Train and host a computer vision model for tampering detection on Amazon SageMaker: Part 2

In the first part of this three-part series, we presented a solution that demonstrates how you can automate detecting document tampering and fraud at scale using AWS AI and machine learning (ML) services for a mortgage underwriting use case.

In this post, we present an approach to develop a deep learning-based computer vision model to detect and highlight forged images in mortgage underwriting. We provide guidance on building, training, and deploying deep learning networks on Amazon SageMaker.

In Part 3, we demonstrate how to implement the solution on Amazon Fraud Detector.

Solution overview

To meet the objective of detecting document tampering in mortgage underwriting, we employ a computer vision model hosted on SageMaker for our image forgery detection solution. This model receives a testing image as input and generates a likelihood prediction of forgery as its output. The network architecture is as depicted in the following diagram.

Tampering detection model architecture

Image forgery mainly involves four techniques: splicing, copy-move, removal, and enhancement.

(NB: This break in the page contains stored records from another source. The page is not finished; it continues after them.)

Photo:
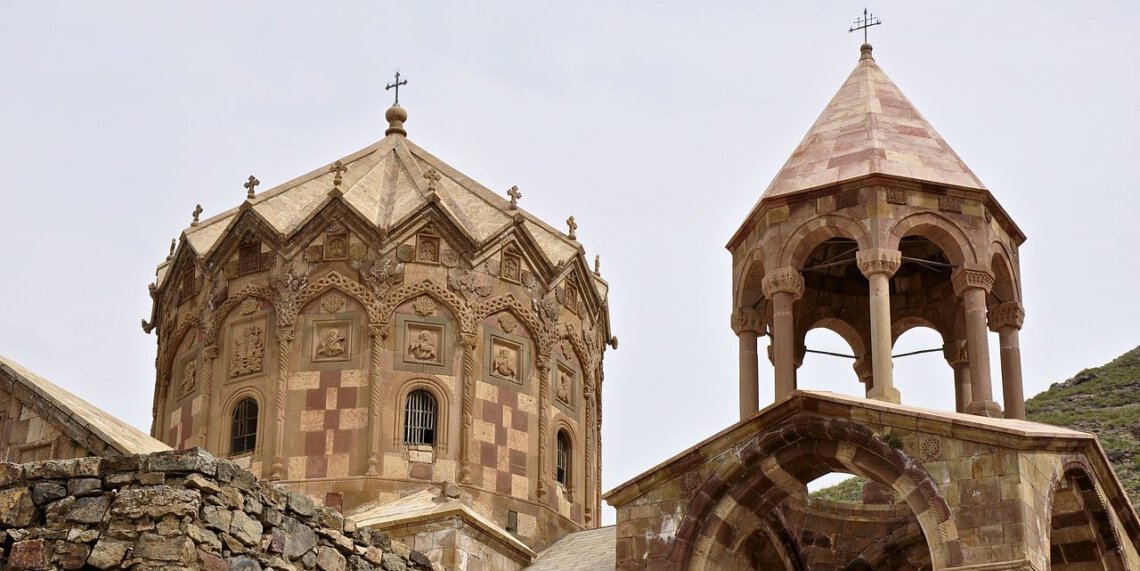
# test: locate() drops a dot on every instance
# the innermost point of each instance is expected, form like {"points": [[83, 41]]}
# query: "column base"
{"points": [[886, 394], [984, 408]]}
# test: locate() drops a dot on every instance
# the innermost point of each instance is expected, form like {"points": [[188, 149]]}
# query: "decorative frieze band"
{"points": [[786, 279], [878, 260], [747, 319], [1006, 315], [967, 278]]}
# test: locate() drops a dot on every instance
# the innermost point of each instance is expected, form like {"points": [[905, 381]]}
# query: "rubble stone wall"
{"points": [[176, 510]]}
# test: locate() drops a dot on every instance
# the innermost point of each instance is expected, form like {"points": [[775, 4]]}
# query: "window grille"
{"points": [[562, 459], [244, 432], [420, 418]]}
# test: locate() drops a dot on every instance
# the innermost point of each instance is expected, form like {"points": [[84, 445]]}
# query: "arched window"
{"points": [[420, 416], [562, 459], [243, 434]]}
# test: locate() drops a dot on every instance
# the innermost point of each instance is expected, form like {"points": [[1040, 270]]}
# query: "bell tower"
{"points": [[872, 227]]}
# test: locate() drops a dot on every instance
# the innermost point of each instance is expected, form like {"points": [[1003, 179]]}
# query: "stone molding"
{"points": [[1009, 313], [878, 260], [786, 279], [955, 352], [966, 278], [747, 319]]}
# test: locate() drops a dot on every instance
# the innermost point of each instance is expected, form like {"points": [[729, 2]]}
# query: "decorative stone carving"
{"points": [[381, 274], [249, 351], [332, 302], [189, 376], [423, 347], [507, 323], [783, 279], [426, 247], [896, 195], [336, 246], [249, 306], [424, 306], [950, 204], [471, 284], [878, 261], [1009, 313], [747, 319], [966, 278]]}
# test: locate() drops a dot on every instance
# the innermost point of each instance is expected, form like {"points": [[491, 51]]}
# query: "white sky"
{"points": [[657, 124]]}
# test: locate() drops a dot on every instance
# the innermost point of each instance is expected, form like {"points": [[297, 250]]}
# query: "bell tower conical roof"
{"points": [[870, 128]]}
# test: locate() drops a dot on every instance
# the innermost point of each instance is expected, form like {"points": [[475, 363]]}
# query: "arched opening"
{"points": [[421, 417], [1081, 531], [771, 475], [243, 433], [922, 376]]}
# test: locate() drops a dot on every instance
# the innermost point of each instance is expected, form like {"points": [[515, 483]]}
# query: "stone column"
{"points": [[1006, 319], [377, 333], [878, 264], [748, 325], [959, 358], [972, 285], [782, 287]]}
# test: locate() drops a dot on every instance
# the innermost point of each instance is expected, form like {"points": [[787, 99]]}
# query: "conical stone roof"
{"points": [[870, 128]]}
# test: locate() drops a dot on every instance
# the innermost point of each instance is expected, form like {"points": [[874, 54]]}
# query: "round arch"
{"points": [[813, 233], [771, 465]]}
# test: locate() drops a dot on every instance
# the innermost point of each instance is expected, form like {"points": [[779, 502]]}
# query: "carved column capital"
{"points": [[955, 352], [786, 279], [1006, 315], [878, 260], [747, 319], [966, 278]]}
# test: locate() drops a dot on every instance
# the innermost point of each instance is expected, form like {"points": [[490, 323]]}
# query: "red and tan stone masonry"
{"points": [[972, 494]]}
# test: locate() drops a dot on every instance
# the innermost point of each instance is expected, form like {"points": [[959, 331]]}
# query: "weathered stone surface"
{"points": [[107, 554], [16, 507], [88, 510]]}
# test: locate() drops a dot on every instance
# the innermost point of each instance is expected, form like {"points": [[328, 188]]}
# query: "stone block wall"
{"points": [[176, 510]]}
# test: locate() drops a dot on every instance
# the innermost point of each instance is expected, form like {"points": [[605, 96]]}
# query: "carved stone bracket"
{"points": [[786, 279], [966, 278], [747, 319], [878, 260], [1006, 315]]}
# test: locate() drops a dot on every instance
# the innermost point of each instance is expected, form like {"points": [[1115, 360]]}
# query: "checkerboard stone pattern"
{"points": [[504, 418], [331, 413]]}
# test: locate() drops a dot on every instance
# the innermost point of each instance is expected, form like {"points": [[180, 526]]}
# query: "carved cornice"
{"points": [[878, 260], [955, 352], [747, 319], [1006, 315], [966, 278], [786, 279]]}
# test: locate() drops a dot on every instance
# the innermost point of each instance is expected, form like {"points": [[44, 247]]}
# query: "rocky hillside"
{"points": [[1104, 400]]}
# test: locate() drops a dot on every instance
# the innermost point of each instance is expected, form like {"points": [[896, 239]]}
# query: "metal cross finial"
{"points": [[397, 87], [864, 23], [338, 168], [250, 185], [432, 177]]}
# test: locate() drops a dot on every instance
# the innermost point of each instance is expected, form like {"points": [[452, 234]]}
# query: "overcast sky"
{"points": [[657, 124]]}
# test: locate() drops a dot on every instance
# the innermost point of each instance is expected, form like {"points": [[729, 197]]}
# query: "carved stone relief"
{"points": [[249, 350]]}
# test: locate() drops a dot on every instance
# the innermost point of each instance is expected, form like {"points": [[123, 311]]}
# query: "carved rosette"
{"points": [[747, 319], [878, 260], [968, 278], [1006, 315], [786, 279]]}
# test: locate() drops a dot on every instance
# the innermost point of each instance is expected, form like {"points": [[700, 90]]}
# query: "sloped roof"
{"points": [[385, 185], [870, 128], [74, 416], [586, 551]]}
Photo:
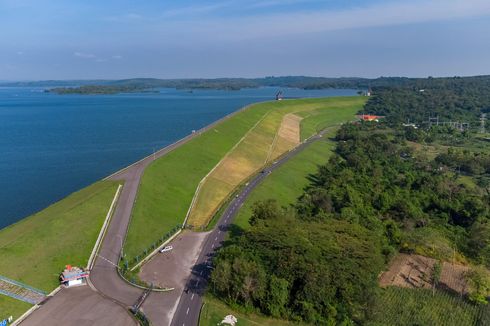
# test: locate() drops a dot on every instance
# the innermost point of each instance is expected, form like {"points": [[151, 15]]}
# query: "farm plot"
{"points": [[415, 271]]}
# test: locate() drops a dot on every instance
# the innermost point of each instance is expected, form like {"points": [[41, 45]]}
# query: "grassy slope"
{"points": [[12, 307], [35, 250], [287, 183], [251, 154], [214, 311], [168, 185], [399, 306]]}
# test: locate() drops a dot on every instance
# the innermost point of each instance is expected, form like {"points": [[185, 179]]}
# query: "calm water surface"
{"points": [[52, 145]]}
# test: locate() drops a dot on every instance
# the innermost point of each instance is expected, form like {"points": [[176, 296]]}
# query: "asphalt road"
{"points": [[188, 309], [104, 275]]}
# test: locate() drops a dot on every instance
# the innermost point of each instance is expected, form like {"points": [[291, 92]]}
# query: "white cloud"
{"points": [[129, 17], [387, 14], [84, 55]]}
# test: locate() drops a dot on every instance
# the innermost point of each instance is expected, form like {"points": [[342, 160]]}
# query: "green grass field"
{"points": [[214, 311], [253, 152], [36, 249], [168, 185], [12, 307], [286, 183], [399, 306]]}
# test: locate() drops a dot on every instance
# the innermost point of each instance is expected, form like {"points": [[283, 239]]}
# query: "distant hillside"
{"points": [[304, 82]]}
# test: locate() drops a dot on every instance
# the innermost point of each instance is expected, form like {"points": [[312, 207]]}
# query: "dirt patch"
{"points": [[290, 128], [415, 271]]}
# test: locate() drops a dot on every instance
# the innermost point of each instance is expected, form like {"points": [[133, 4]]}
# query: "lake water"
{"points": [[52, 145]]}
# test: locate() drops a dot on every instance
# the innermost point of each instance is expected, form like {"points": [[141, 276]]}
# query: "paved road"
{"points": [[104, 275], [80, 306], [190, 303]]}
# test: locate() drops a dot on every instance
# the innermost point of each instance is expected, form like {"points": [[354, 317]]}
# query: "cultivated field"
{"points": [[414, 271], [402, 306], [169, 184]]}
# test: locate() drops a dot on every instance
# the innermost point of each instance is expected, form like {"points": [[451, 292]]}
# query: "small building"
{"points": [[73, 276], [369, 117], [279, 96]]}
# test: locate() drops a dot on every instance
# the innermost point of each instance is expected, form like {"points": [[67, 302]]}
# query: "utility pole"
{"points": [[482, 123]]}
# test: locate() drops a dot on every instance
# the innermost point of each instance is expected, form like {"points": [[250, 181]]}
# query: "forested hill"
{"points": [[304, 82], [450, 99]]}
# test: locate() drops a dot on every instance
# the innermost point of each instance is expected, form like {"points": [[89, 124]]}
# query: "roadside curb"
{"points": [[26, 314], [103, 230], [154, 252]]}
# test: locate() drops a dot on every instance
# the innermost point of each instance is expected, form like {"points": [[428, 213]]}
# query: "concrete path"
{"points": [[80, 306]]}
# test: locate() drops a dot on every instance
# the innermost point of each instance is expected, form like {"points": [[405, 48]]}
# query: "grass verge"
{"points": [[35, 249], [12, 307], [168, 184], [214, 311]]}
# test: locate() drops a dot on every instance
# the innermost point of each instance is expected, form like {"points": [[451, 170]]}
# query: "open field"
{"points": [[214, 311], [401, 306], [414, 271], [277, 133], [12, 307], [36, 249], [287, 183], [169, 184]]}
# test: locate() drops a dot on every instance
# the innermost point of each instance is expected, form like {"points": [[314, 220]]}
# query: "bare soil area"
{"points": [[414, 271]]}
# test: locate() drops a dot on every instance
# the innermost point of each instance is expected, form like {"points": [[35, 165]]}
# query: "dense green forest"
{"points": [[318, 261], [448, 99]]}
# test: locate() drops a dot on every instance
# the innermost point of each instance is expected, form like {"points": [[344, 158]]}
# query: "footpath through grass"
{"points": [[36, 249], [287, 182], [214, 311], [12, 307], [168, 184], [264, 143]]}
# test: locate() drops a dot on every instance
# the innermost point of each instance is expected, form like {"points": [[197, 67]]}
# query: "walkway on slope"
{"points": [[189, 307], [20, 291], [104, 275]]}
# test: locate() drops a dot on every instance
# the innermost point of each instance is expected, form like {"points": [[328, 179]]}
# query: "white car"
{"points": [[167, 248]]}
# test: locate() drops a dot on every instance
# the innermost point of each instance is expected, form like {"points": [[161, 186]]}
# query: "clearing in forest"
{"points": [[415, 271]]}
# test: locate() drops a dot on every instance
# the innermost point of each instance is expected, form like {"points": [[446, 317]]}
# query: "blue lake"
{"points": [[52, 145]]}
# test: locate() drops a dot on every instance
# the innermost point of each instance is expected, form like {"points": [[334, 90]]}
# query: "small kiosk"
{"points": [[73, 276]]}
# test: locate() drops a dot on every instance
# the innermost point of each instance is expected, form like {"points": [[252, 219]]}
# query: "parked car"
{"points": [[166, 248]]}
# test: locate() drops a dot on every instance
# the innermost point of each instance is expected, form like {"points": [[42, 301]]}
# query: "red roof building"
{"points": [[369, 117]]}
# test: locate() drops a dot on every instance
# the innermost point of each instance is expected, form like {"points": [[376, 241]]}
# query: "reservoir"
{"points": [[52, 145]]}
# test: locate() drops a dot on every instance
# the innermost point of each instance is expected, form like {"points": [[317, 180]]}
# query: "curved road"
{"points": [[188, 309]]}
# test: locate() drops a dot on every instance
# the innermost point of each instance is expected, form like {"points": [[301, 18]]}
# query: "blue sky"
{"points": [[65, 39]]}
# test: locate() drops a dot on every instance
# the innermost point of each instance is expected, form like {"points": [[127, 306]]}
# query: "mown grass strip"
{"points": [[36, 249], [168, 184]]}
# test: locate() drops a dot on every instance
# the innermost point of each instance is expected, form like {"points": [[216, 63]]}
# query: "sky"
{"points": [[115, 39]]}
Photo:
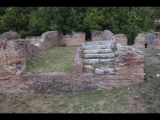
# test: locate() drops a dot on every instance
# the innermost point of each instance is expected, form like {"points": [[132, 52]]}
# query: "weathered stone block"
{"points": [[91, 61], [108, 55], [99, 71], [96, 51]]}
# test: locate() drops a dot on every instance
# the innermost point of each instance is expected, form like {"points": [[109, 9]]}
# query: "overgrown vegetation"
{"points": [[33, 21], [59, 59]]}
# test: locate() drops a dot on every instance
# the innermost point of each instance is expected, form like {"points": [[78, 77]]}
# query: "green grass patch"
{"points": [[59, 59]]}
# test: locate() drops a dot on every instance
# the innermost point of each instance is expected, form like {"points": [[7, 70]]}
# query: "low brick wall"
{"points": [[74, 39]]}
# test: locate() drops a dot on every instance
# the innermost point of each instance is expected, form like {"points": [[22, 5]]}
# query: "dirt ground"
{"points": [[140, 98]]}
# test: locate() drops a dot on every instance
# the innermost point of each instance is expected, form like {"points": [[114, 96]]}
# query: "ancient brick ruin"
{"points": [[150, 41], [97, 65], [98, 35]]}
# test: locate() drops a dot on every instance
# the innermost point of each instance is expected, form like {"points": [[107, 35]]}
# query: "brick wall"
{"points": [[74, 39]]}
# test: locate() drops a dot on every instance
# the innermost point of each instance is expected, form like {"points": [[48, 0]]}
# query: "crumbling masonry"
{"points": [[98, 65]]}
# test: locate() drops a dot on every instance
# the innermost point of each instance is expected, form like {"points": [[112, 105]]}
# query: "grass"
{"points": [[59, 59], [140, 98]]}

Depending on the characteristics of the forgery, different clues can be used as the foundation for detection and localization. These clues include JPEG compression artifacts, edge inconsistencies, noise patterns, color consistency, visual similarity, EXIF consistency, and camera model.

Given the expansive realm of image forgery detection, we use the Error Level Analysis (ELA) algorithm as an illustrative method for detecting forgeries. We selected the ELA technique for this post for the following reasons:

It is quicker to implement and can easily catch tampering of images.
It works by analyzing the compression levels of different parts of an image. This allows it to detect inconsistencies that may indicate tampering—for example, if one area was copied and pasted from another image that had been saved at a different compression level.
It is good at detecting more subtle or seamless tampering that may be hard to spot with the naked eye. Even small changes to an image can introduce detectable compression anomalies.
It doesn’t rely on having the original unmodified image for comparison. ELA can identify tampering signs within only the questioned image itself. Other techniques often require the unmodified original to compare against.
It is a lightweight technique that only relies on analyzing compression artifacts in the digital image data. It doesn’t depend on specialized hardware or forensics expertise. This makes ELA accessible as a first-pass analysis tool.
The output ELA image can clearly highlight differences in compression levels, making tampered areas visibly obvious. This allows even a non-expert to recognize signs of possible manipulation.
It works on many image types (such as JPEG, PNG, and GIF) and requires only the image itself to analyze. Other forensic techniques may be more restricted in formats or original image requirements.

However, in real-world scenarios where you may have a combination of input documents (JPEG, PNG, GIF, TIFF, PDF), we recommend employing ELA in conjunction with various other methods, such as detecting inconsistencies in edges, noise patterns, color uniformity, EXIF data consistency, camera model identification, and font uniformity. We aim to update the code for this post with additional forgery detection techniques.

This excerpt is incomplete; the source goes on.